Hakim konstitusi Guntur Hamzah memberikan catatan tentang pernyataan tidak ada kepastian hukum dalam permohonan, tapi pada petitum dinyatakan adanya konstitusional terhadap norma yang diujikan. “Jika dikatakan tetap konstitusional, berarti tidak ada kerugian yang dialami. Tidak ada masalah dengan norma, hanya memintakan kriteria, tapi itu tidak ke Mahkamah, melainkan ke DPR. Jadi bicara logika hukumnya,” tutur Guntur.

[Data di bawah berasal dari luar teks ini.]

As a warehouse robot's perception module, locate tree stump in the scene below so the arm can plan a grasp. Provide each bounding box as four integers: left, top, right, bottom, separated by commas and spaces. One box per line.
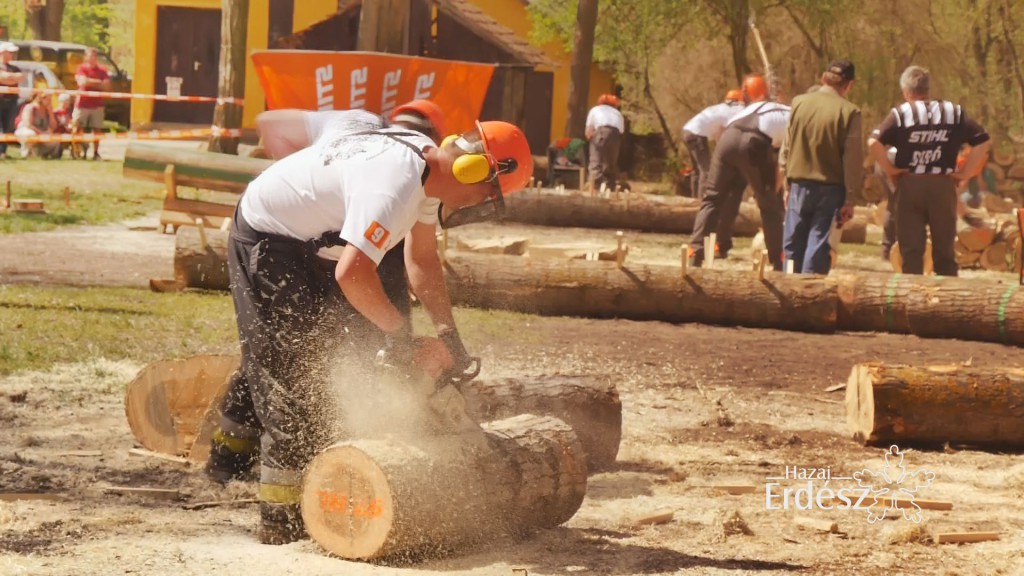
846, 364, 1024, 448
302, 414, 587, 561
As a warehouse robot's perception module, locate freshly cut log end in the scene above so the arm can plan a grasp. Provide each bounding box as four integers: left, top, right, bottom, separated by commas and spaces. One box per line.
125, 356, 239, 455
463, 376, 623, 472
302, 414, 587, 561
846, 364, 1024, 447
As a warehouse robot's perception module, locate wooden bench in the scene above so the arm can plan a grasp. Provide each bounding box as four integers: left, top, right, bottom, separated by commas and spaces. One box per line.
124, 142, 270, 232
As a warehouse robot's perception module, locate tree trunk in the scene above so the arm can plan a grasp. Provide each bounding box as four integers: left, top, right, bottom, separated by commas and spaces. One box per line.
505, 191, 761, 237
445, 254, 837, 332
174, 227, 228, 290
835, 273, 1024, 345
209, 0, 249, 154
26, 0, 65, 42
846, 364, 1024, 448
565, 0, 597, 138
302, 414, 587, 560
355, 0, 411, 54
462, 376, 623, 472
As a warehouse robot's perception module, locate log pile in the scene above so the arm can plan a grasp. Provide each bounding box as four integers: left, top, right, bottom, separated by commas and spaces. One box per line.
846, 364, 1024, 448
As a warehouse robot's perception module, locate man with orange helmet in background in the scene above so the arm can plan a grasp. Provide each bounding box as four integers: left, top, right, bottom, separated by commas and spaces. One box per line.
689, 75, 790, 270
585, 94, 626, 190
207, 96, 532, 544
683, 88, 743, 199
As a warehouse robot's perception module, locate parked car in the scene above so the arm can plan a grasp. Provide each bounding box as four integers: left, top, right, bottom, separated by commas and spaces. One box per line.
11, 40, 131, 128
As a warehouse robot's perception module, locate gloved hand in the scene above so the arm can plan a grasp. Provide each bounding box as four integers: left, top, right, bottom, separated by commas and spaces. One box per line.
437, 328, 480, 382
377, 330, 416, 372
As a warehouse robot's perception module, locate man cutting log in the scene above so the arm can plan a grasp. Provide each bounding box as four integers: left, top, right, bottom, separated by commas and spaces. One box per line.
207, 106, 532, 544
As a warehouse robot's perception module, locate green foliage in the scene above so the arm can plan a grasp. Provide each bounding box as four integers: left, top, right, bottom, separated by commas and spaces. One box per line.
0, 158, 164, 234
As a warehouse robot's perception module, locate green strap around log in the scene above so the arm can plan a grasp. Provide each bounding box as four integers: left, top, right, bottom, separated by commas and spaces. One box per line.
124, 142, 270, 194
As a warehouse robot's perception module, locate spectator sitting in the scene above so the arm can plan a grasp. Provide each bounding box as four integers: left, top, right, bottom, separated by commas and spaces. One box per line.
14, 94, 60, 158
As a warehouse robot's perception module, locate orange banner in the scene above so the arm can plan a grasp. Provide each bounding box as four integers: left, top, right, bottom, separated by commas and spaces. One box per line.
252, 50, 495, 133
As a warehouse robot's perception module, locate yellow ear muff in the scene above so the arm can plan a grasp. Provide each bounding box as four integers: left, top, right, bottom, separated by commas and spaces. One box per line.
452, 154, 490, 184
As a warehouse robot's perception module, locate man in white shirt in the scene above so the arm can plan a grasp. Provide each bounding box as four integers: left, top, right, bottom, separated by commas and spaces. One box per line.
205, 116, 532, 544
688, 75, 790, 271
585, 94, 626, 191
683, 89, 743, 199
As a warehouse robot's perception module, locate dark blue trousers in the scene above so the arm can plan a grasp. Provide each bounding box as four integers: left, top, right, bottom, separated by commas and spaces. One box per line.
782, 181, 846, 275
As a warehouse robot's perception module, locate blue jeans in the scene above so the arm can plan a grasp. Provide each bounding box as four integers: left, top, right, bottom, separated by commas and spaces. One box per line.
782, 181, 846, 275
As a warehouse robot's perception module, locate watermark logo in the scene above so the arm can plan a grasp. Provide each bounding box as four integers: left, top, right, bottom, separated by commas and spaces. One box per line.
853, 444, 935, 524
765, 445, 935, 524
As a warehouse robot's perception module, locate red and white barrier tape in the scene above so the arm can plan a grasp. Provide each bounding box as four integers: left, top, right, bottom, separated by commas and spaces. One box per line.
0, 86, 245, 107
0, 127, 242, 143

Windu Wijaya menggugat ketentuan pengangkatan dan pemberhentian Kapolri yang termuat dalam Pasal 11 ayat (1) Undang-Undang Republik Indonesia Nomor 2 Tahun 2002 tentang Kepolisian Negara Republik Indonesia. Windu mempersoalkan kewenangan Presiden dalam mengangkat dan memberhentikan Kapolri dengan persetujuan DPR.
Pasal 11 ayat (1) UU Polri menyatakan, “Kapolri diangkat dan diberhentikan oleh Presiden dengan persetujuan Dewan Perwakilan Rakyat”. Windu menilai pasal tersebut bertentangan dengan Pasal 28D ayat (1) UUD NRI Tahun 1945 yang menyatakan, "Setiap orang berhak atas pengakuan, jaminan, perlindungan, dan kepastian hukum yang adil serta perlakuan yang sama di hadapan hukum”.
Kuasa hukum Windu, Ardin Firanata, mengatakan, meski Mahkamah Konstitusi telah memberikan pertimbangan dalam putusan Nomor 22/PUU-XII/2015, pemohon mencermati dalam pengangkatan Kapolri oleh Presiden yang ada dalam ketentuan Pasal 11 ayat (1) dan (2) serta Penjelasannya hanya menyebutkan "dengan persetujuan DPR" tanpa merinci syarat, kriteria, atau alasan pengangkatan. Akibatnya, terjadi ketidakjelasan norma yang berpotensi menimbulkan ketidakpastian hukum dalam praktik ketatanegaraan.
“Frasa ‘persetujuan DPR’ dalam norma Undang-Undang Polri tidak memberikan batasan yang jelas apakah persetujuan tersebut bersifat administratif untuk memastikan terpenuhinya syarat sebagaimana ditentukan Pasal 11 ayat (6) UU Polri,” kata Ardin.
Ardin mengatakan ketentuan ini menimbulkan kerugian konstitusional pemohon karena tidak adanya alasan hukum yang jelas mengenai dasar persetujuan atau penolakan DPR terhadap pengangkatan Kapolri. Dengan begitu, kewenangan Presiden dalam mengangkat Kapolri menjadi sepenuhnya bergantung pada persetujuan DPR tanpa kepastian hukum mengenai parameter atau alasan-alasan hukum yang dapat dijadikan dasar untuk menyetujui atau menolak pengangkatan Kapolri yang diusulkan oleh Presiden.
Pemohon meminta MK menyatakan frasa "persetujuan Dewan Perwakilan Rakyat" dalam Pasal 11 ayat (1) UU Polri tetap konstitusional sepanjang memenuhi alasan yang sah, yakni 1) calon Kapolri adalah WNI dan perwira tinggi aktif dengan jenjang kepangkatan dan karier sebagaimana diatur dalam Pasal 11 ayat 6 UU Polri; 2) calon Kapolri bertakwa kepada Tuhan Yang Maha Esa, setia kepada Pancasila sebagai dasar negara, UUD 1945, dan cita-cita proklamasi kemerdekaan; 3) calon Kapolri sehat jasmani dan rohani; dan 4) calon Kapolri memiliki integritas dan kepribadian yang baik dan tidak pernah dihukum atas pelanggaran etik Polri dan tidak pernah dipidana penjara berdasarkan putusan pengadilan yang telah memperoleh kekuatan hukum tetap.